A primary limitation of this study relates to the potential lack of generalizability of this sample. A recent study (Kerr et al., 2013) of a large sample of MSM in Brazil (n =3,859) found that online sexual networking was not the most predominant mode of finding sexual partners. Individuals recruited here may represent a biased sample with internet access; this sample was skewed towards higher education and income levels with the majority dwelling in urban areas, which may bias our estimates of HIV prevalence among MSM in Latin America. Indeed, the HIV prevalence estimates found in the current study are lower than what has been documented in other studies (Baral, Sifakis, Cleghorn, & Beyrer, 2007). This sample also may have had greater access to prevention and treatment, thereby overestimating rates of engagement in care. Other limitations of this study include the cross-sectional design and use of self-report data. Rates of ART adherence reported were extremely high, as is often found in self-report adherence data; as such, we elected to use adherence at 100% or not, which has limitations regarding measurement precision and bias.
Conclusions
Given the complexities of identifying openly as MSM in Latin America and increasingly popularity of anonymous social networking sites, this sampling method may have broad reach in attracting men who do not self-identify as MSM, who may be less likely to attend sampling venues, and less likely to participate in a face-to-face research study. However, continued work in this area should consider more objective indicators of the care continuum and longitudinal assessments in order to develop a broader model of factors that may further exacerbate gaps in HIV clinical care. Despite the noted limitations, these data suggest that Latin American MSM who have been diagnosed with HIV but are not engaged in care or adhering to ART are an important population to focus on with innovative HIV prevention efforts.
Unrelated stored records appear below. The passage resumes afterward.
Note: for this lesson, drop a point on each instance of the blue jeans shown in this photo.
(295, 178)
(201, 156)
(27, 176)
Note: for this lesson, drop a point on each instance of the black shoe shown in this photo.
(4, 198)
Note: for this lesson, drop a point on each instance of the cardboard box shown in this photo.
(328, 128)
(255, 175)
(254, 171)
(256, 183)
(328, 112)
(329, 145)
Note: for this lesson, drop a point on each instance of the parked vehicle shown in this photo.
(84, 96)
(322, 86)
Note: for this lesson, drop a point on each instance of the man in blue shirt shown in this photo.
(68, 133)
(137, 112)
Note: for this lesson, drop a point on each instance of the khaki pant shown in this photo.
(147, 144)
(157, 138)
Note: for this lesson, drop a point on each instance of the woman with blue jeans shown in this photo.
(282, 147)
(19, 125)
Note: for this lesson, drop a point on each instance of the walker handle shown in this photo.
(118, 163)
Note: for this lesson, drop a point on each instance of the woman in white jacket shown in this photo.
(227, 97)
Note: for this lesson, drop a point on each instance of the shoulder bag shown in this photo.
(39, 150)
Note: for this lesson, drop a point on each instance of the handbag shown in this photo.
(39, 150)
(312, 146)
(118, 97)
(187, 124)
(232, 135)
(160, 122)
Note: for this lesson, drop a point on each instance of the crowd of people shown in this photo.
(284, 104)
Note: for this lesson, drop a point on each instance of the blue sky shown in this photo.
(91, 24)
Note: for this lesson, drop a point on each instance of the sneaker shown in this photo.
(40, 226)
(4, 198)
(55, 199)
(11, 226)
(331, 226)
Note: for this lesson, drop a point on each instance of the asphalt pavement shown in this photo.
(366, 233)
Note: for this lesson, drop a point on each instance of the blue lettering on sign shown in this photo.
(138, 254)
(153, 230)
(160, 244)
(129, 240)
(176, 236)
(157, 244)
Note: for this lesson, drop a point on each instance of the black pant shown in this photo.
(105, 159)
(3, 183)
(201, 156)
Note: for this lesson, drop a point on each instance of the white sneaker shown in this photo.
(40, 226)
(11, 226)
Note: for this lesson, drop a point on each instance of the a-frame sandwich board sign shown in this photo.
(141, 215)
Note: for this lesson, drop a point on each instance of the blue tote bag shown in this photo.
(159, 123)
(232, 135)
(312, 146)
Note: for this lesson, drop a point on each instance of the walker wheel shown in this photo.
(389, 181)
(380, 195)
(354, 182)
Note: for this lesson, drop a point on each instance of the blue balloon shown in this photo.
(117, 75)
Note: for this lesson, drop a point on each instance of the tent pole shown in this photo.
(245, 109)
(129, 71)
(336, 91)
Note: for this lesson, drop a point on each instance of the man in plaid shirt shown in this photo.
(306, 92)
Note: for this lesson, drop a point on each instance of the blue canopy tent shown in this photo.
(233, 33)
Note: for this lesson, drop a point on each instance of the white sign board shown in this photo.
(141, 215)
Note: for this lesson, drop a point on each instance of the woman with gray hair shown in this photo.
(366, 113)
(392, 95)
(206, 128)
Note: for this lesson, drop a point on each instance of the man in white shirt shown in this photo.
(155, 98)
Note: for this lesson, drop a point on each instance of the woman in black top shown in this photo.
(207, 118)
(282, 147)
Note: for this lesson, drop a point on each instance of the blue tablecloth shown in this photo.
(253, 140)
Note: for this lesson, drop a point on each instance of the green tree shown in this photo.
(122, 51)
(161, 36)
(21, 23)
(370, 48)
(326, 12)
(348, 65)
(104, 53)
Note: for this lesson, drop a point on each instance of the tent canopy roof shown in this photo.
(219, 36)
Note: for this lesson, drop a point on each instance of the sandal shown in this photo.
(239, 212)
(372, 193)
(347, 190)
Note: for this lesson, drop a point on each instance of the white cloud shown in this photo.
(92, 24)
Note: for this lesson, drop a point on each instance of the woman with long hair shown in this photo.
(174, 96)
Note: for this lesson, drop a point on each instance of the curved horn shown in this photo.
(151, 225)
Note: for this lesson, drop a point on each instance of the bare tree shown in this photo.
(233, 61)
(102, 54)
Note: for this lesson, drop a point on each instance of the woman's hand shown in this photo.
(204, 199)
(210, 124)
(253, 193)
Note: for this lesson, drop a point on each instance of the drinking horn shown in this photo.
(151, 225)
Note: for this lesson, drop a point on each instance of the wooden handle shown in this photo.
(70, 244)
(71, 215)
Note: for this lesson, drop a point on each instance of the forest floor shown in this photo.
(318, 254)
Recent evidence suggests that social networking sites may be an appealing and efficacious platform for delivering HIV prevention interventions to high-risk populations in Latin America (e.g., Peru; Young et al., 2015). Programs that ensure both increased and consistent use of ART and reductions in sexual risk among gay men will both be crucial to ensure a slowing of the HIV epidemic in this population (Venkatesh et al., 2011).
Acknowledgments
Dr. Magidson’s work on this manuscript was supported by NIH grant T32MH093310. Dr. Safren was supported by NIH grant K24MH094214. Dr. Mayer and Dr. Safren were also supported by the Harvard University Center for AIDS Research (CFAR) NIH P30AI060354. This manuscript was supported by consultation from other members of the HU CFAR Social and Behavioral Sciences Core.
Footnotes
All authors report no conflicts of interest.